Weather was monitored during pollination to study the relationship between pollen drift and prevailing winds. "As we expected, outcrossing percentages were greater downwind," Westgate said. "About 100 feet of corn buffer was needed to reduce the outcrossing to less than 1 percent. Upwind of the purple corn, outcrossing decreased to this low level within 30 feet."

Some purple kernels were found in one sample at the edge of the buffer strip, 240 feet downwind of the purple popcorn. A few purple kernels also were seen up to 1,600 feet away in a nearby field of standard yellow corn reportedly planted 19 days earlier. But Westgate cautions the demonstration plot design favored outcrossing because the purple popcorn produces about five times as much pollen as a typical yellow hybrid.  

Tom Olsen, an ISU Extension ag business specialist, had the idea for the initial project. He said the results aren't surprising when you understand corn breeding behavior. "Each individual kernel on an ear of corn is a different cross. The mother is the same, but the father could be a different plant. There could be 350 different corn plants that pollinated this ear," Olsen said.

Olsen said the project was a good way to demonstrate the economic considerations of pollen drift. "Corn producers need to consider the risks of undesired characteristics showing up in their fields. There are opportunities to enter into contracts to produce specialty corn. But producers must look at the amount of risk involved versus the return," he said.

Westgate agrees. "The corn seed industry has used isolation time and distance very effectively to produce hybrid seed products that are 99.5 percent, or better, genetically pure.

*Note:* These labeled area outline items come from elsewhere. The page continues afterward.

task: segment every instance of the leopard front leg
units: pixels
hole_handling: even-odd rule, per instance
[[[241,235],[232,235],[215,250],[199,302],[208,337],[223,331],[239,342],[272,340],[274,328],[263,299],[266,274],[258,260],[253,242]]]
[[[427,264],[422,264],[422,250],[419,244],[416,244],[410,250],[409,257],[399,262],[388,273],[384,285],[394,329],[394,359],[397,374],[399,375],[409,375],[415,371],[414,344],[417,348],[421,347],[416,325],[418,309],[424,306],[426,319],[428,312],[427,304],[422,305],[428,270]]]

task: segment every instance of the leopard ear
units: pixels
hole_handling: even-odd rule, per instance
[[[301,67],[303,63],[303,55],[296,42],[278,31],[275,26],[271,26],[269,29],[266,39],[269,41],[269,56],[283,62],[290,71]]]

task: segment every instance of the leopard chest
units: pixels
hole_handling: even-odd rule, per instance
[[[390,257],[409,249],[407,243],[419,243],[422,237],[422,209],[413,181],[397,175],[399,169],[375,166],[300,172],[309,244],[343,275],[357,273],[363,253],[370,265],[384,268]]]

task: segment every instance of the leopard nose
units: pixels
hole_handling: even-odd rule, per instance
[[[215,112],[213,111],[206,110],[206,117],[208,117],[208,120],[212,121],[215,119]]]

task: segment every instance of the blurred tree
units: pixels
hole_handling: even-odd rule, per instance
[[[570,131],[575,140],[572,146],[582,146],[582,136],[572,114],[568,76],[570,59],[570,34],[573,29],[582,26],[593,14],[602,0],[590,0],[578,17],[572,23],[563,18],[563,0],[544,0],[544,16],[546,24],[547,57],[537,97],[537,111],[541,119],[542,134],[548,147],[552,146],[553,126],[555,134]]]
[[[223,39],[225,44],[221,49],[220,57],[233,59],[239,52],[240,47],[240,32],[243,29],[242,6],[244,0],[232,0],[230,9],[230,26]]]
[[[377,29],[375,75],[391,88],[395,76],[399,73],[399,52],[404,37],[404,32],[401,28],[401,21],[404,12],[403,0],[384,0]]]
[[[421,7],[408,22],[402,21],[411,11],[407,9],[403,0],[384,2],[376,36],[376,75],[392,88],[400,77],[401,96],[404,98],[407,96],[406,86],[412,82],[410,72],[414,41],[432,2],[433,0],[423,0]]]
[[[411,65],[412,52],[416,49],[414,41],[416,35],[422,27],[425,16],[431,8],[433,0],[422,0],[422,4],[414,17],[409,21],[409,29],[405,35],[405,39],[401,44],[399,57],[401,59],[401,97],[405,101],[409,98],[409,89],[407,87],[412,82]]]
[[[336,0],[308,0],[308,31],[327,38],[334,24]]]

But even at isolation distances of 660 feet, which is the standard for producing certified seed, there still is a small probability that outcrossing will occur," he said. 

Westgate said if the specialty corn must be completely free of any genetically modified organism (GMO) to be acceptable to the buyer, that small probability carries large economic consequences. "The expanded use of corn hybrids that carry transgenes for herbicide and insect resistance will make the goal of delivering GMO-free corn increasingly difficult for producers," he said. "Developing minimum tolerances greater than zero percent for the presence of transgenes in these products would make a big difference."

The research was funded by an ISU agronomy department endowment and a federal biorisk assessment program grant. Westgate said a future project might look at how much of a buffer zone would be needed if there was no open space between the purple and yellow corn, and if both hybrids produced similar amounts of pollen.